Although not raised by appellant, we find that his plea of guilty to resisting apprehension by German police officers is improvident. As indicated above, appellant was charged with violating Article 95, Uniform Code of Military Justice, 10 U.S.C. § 895. However, resisting the apprehension of foreign police officials who are not agents of the United States is not a violation of that article but is more appropriately chargeable under Article 134, Uniform Code of Military Justice, 10 U.S.C. § 934. United States v. Braloski, 50 C.M.R. 310 (A.C.M.R.1975).
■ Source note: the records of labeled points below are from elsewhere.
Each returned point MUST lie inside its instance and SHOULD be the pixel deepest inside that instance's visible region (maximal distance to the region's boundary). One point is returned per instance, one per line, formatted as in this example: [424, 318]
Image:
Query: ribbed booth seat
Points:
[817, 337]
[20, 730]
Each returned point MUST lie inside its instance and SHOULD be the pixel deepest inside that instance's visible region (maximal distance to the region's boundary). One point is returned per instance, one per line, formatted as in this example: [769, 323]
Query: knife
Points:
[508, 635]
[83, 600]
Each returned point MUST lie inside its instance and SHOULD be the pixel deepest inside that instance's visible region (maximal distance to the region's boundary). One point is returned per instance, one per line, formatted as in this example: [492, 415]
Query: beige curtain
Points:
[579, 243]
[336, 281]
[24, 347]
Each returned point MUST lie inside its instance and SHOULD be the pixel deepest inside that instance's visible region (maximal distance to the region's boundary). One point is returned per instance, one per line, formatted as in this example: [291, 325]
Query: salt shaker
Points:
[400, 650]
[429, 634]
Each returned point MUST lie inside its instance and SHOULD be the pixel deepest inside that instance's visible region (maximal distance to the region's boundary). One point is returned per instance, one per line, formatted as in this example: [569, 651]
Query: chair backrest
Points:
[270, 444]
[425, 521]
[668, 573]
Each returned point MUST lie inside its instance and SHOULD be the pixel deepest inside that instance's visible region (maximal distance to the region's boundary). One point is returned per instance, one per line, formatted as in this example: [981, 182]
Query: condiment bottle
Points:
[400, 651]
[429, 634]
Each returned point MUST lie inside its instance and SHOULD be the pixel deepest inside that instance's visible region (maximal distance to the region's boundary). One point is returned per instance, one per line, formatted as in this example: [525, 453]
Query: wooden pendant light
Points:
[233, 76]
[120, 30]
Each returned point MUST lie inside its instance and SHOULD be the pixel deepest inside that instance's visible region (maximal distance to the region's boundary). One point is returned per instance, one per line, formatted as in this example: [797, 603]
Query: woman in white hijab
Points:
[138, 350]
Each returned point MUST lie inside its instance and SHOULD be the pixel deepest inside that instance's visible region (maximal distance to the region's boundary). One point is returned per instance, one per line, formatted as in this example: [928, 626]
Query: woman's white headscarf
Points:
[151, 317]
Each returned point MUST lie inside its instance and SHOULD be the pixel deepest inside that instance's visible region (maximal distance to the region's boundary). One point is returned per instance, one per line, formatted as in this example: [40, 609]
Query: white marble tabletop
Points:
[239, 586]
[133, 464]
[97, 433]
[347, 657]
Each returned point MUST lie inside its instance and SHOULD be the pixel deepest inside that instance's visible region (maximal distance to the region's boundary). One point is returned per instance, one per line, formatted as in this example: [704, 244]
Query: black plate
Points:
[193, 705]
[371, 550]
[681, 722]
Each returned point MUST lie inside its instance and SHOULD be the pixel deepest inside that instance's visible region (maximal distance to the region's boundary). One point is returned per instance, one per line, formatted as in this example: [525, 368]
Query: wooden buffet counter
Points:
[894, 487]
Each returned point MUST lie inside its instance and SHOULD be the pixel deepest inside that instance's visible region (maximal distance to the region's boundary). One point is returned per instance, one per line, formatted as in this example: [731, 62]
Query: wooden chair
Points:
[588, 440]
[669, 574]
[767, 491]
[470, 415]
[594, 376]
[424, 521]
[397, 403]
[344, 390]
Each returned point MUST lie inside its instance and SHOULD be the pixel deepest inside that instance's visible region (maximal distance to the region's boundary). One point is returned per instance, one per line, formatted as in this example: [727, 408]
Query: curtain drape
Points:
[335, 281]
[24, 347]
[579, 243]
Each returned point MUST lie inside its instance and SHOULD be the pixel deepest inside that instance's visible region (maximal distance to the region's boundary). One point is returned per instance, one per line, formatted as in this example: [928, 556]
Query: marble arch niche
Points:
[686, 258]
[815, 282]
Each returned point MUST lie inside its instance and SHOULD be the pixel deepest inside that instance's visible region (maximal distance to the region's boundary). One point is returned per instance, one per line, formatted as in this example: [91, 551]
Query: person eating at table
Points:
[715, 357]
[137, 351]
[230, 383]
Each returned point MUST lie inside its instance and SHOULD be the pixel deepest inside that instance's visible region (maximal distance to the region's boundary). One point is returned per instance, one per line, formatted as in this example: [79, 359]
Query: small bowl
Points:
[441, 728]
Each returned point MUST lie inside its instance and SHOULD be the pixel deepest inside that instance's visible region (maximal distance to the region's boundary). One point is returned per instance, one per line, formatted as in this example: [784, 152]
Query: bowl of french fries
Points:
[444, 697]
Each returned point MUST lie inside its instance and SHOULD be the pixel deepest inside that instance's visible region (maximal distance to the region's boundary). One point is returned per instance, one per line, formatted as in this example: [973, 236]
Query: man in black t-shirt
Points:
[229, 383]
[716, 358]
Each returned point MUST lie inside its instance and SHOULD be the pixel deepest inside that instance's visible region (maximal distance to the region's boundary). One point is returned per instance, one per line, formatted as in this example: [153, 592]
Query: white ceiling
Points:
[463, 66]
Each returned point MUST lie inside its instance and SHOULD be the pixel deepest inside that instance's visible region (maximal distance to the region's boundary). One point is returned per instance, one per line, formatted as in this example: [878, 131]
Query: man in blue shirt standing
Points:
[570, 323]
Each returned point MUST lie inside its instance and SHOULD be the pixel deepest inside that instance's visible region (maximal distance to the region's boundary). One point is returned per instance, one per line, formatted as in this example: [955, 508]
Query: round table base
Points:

Unfortunately for the Government, the military judge’s plea inquiry only concerned those elements pertinent to a violation of Article 95 while omitting those necessary for a provident plea under Article 134. Consequently, even though the plea inquiry established an adequate factual predicate for appellant’s plea, it never elicited his willingness to admit guilt of all the elements of the offense under Article 134 (prejudice to good order and discipline as an example). United States v. Stener, 14 M.J. 972 (A.C.M.R. 1982). Therefore, the finding of guilty of the offense of resisting apprehension must fall.

We have considered various forms of corrective action to remedy the noted error. See United States v. Roa, 12 M.J. 210 (C.M.A.1982). We believe reassessment of the sentence is most appropriate in view of the fact that the resisting apprehension specification was not the principal offense underlying appellant’s sentence. See United States v. Watkins, 14 M.J. 803 (A.C.M. R.1982).

The finding of guilty of Additional Charge I and its Specification is set aside and that charge is dismissed. The remaining findings of guilty are affirmed. Only so much of the sentence as provides for a dishonorable discharge, confinement at hard labor for two years, total forfeitures and reduction to Private E-l is affirmed.

Senior Judge MARDEN and Judge PAU-LEY concur.